Showing posts with label surgery. Show all posts
Showing posts with label surgery. Show all posts

Monday, February 2, 2009

Pretty goofs

Here are piccs of me and C de Lune being goofs, making me pretty two days after surgery. I'm ok.

Surgeon of my dreams

I'm here. Alive. Not that I had a real doubt, but it's nice to put it out there. Didn't all go as planned, but nothing ever really does for me. Something about me being a child that almost wasn't, I guess. My surgeon bent lots of rules and got the whole team in for my urgent Saturday morning surgery. Suddenly I was in the OR, getting and IV and crying my eyes out from nerves and fear --and that was it, I was asleep. I also think I told my surgeon I love her. That's a good feeling to have for the person who, in many ways, holds your life in their hands. I don't remember much about waking up except I was sleepy and cried, and could hardly speak. My mom and dad were there, and the nurses were talking about calling D. He arrived shortly with C de Lune. Funny, she didn't think they had done anything to me yet and simply wondered why I was whispering.
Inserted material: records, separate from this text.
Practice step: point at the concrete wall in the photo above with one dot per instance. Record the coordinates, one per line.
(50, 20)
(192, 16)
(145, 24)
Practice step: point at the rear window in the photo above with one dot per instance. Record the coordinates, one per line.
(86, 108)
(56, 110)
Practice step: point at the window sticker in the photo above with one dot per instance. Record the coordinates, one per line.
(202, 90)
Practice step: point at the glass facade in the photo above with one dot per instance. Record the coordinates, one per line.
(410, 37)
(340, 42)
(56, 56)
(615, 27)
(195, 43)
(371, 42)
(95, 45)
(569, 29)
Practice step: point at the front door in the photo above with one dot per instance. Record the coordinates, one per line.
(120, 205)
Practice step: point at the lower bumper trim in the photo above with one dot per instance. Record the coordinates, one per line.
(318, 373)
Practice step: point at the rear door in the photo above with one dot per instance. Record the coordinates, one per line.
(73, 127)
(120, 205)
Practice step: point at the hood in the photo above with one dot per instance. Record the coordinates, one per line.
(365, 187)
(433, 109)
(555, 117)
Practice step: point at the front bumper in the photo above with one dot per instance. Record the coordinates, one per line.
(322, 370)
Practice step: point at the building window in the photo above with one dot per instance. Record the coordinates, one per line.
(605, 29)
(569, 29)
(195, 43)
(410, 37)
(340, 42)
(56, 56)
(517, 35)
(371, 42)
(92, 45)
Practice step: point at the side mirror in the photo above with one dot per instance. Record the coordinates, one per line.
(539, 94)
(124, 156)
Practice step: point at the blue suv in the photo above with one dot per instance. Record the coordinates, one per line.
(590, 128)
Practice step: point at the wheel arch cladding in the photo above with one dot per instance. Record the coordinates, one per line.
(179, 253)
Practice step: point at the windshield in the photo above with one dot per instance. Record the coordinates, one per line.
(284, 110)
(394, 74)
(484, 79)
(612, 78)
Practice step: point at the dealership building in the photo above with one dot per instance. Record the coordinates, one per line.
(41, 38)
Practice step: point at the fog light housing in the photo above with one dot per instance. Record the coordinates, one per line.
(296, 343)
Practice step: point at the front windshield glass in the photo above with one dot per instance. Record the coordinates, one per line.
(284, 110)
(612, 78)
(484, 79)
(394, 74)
I also remember my surgeon telling me that the surgery went well, that the cancer wasn't attached to anything --no chest wall, no muscle, nothing. But that the lymph nodes hadn't been biopsied yet, since no pathologists were working that day. She did take some out though, and from what they looked like, she doubts they are anything but clear --but I'll know that for sure a bit later. I might be cancer free right now, I don't know.

So, I'm achy but not in serious pain, I can walk around and use my arms a bit and type, obviously. I feel like I played pitcher in a major league baseball game without ever have practiced. The morphine side effects freak me out so I'm trying tylenol. Not to worry though, I'm not alone and there's plenty of meds to help.

Monday, December 1, 2008

What I feared

Not the part about the flaky doctor with the funny shoes. That part was ok--my oncologist/surgeon is young woman called Angel. What are the odds we'd share a name. As for the rest, it was pretty much what I expected: the lump seems to be less than a cm, but she didn't talk about stages yet. I will go for an MRI this month to see if there is any cancer in the rest of the breasts; surgery in January, followed by 4 to 6 months of chemotherapy, then about a month of radiation therapy (might be the other way around though). I should be off work until September, basically. 8 months or so. Holiday!

Now there's just one big decision I have to make.